O Discurso do Rei (The King´s Speech, 2010)

Tinha uma previsão para The King´s Speech: um filme de interpretações – bom filme, tradicional, sem grandes surpresas, lembrado mais pelo elenco do qualquer outra coisa. Felizmente este trabalho de Tom Hooper (que eu, sinceramente, nunca tinha ouvido falar) está muito além desse patamar. É um grande, grande filme. A comparação com The Queen [A Rainha, 2006] é inevitável: enquanto este segue rigidamente um modelo e afasta o público daquele elitismo monárquico desinteressante, The King´s Speech faz justamente o contrário. Aqui, o pai da rainha Elizabeth II, George VI, precisa superar um enorme abismo: sua fala. Um representante da monarquia a tropeçar em algo assim aparentemente tão banal, apenas isso já é suficiente para nos aproximarmos desse ser humano inseguro e pressionado – que, no fundo, não escolheu fazer parte de uma instituição tão rígida. Mesmo com todas as suas regalias, nós percebemos que há um certo fardo a ser carregado: apenas um filme tão sensível poderia provocar esse ponto de vista no público.

A obstinação de George VI para superar seu problema só começa a dar resultados quando ele, que chegou a ser rei apenas por uma artimanha do destino, conhece um legítimo plebeu de poucas recomendações na fonoaudiologia – o grande personagem de Geoffrey Rush, um homem simples mas cheio de vida interior, tão gentleman quanto o monarca.  Sim, senhores, é esta uma das grandes mensagens do filme. E a amizade entre os dois é uma das coisas mais lindas que passou pelo cinema ultimamente. Juntos, para superar um obstáculo, dentre os vários de seu período histórico – afinal de contas, estamos na véspera da Segunda Grande Guerra –, obstáculo aparentemente simples mas um grande abismo para quem com ele convive. É através de algo assim tão inusitado que The King´s Speech atinge aquilo que chamamos grandiosidade.

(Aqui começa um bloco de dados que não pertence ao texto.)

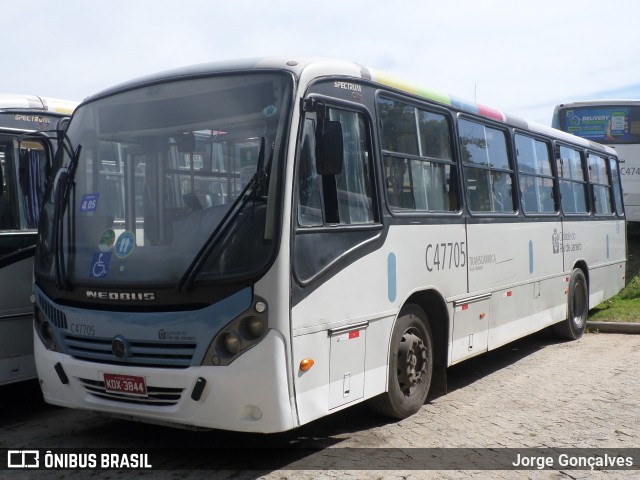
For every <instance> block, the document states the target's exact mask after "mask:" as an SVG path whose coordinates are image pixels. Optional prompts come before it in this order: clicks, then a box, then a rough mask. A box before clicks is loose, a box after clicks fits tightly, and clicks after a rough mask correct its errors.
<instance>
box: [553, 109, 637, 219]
mask: <svg viewBox="0 0 640 480" xmlns="http://www.w3.org/2000/svg"><path fill="white" fill-rule="evenodd" d="M552 126H553V127H554V128H558V129H560V130H563V131H565V132H569V133H572V134H574V135H578V136H579V137H582V138H585V139H587V140H591V141H593V142H598V143H602V144H604V145H609V146H610V147H613V148H615V149H616V152H617V155H618V158H619V160H620V163H621V165H620V177H621V179H622V192H623V195H622V196H623V201H624V208H625V213H626V217H627V221H628V222H630V223H631V225H630V227H631V228H633V230H637V231H640V230H638V229H640V223H638V222H640V100H588V101H583V102H571V103H563V104H560V105H558V106H557V107H556V108H555V111H554V113H553V122H552Z"/></svg>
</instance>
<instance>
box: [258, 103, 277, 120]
mask: <svg viewBox="0 0 640 480" xmlns="http://www.w3.org/2000/svg"><path fill="white" fill-rule="evenodd" d="M276 113H278V107H276V106H275V105H269V106H268V107H265V108H264V109H263V110H262V114H263V115H264V116H265V117H273V116H274V115H275V114H276Z"/></svg>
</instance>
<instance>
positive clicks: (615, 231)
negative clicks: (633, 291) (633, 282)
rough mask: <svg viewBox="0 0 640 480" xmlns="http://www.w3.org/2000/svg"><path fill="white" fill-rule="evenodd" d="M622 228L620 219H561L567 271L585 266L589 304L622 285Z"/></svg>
mask: <svg viewBox="0 0 640 480" xmlns="http://www.w3.org/2000/svg"><path fill="white" fill-rule="evenodd" d="M625 245H626V229H625V224H624V221H622V220H610V221H595V222H581V221H574V222H572V221H565V222H563V249H564V259H565V264H564V265H565V271H566V272H567V274H569V273H570V272H571V270H572V269H573V268H575V267H576V266H579V265H581V264H586V265H587V267H588V272H586V274H587V279H588V282H589V308H593V307H595V306H596V305H597V304H599V303H601V302H602V301H604V300H607V299H608V298H610V297H612V296H613V295H615V294H616V293H618V292H619V291H620V290H621V289H622V288H624V285H625V275H626V272H625V265H626V255H625Z"/></svg>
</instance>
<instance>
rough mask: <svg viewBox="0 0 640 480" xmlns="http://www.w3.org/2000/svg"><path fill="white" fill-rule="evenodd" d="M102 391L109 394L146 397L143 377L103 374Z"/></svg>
mask: <svg viewBox="0 0 640 480" xmlns="http://www.w3.org/2000/svg"><path fill="white" fill-rule="evenodd" d="M103 378H104V389H105V390H106V391H107V392H111V393H126V394H127V395H137V396H140V397H146V396H147V385H146V383H145V381H144V377H138V376H135V375H120V374H116V373H104V374H103Z"/></svg>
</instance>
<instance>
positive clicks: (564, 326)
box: [553, 268, 589, 340]
mask: <svg viewBox="0 0 640 480" xmlns="http://www.w3.org/2000/svg"><path fill="white" fill-rule="evenodd" d="M588 317H589V286H588V285H587V279H586V277H585V276H584V273H583V272H582V270H580V269H579V268H574V269H573V272H571V280H570V281H569V291H568V295H567V318H566V320H563V321H562V322H560V323H557V324H555V325H554V326H553V329H554V331H555V334H556V335H557V336H558V337H560V338H563V339H566V340H577V339H579V338H580V337H582V335H583V334H584V332H585V330H586V328H587V318H588Z"/></svg>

Tecnicamente falando, o filme é também um primor só. As atuações – em especial as de Colin Firth, Helena Bonham Carter e Geoffrey Rush – são impecáveis. Se o primeiro não ganhar o Oscar, mudo meu nome – é barbada, como tem que ser. A fotografia elegante, discreta. Há um fluxo na narrativa tão bem feito que nós nunca nos distraímos com alguma inconveniência ou tentativa da câmera em ser protagonista. Se David Fincher, favorito ao Oscar de direção, apostou no conservadorismo em The social network, em parte ele acertou porque evitou afetações típicas, mas por outro lado falhou por uma certa ausência de identidade tão necessária para sua narração (ainda que este seja um ótimo filme). Tom Hopper, por sua vez, é conservador, mas proporcionalmente até menos do que Fincher, se levarmos em conta os limites naturais dos seus projetos. Mas na verdade nada disso importa. É a história, verídica, de amizade e superação, que faz de The King´s Speech inesperadamente poderoso e imponente.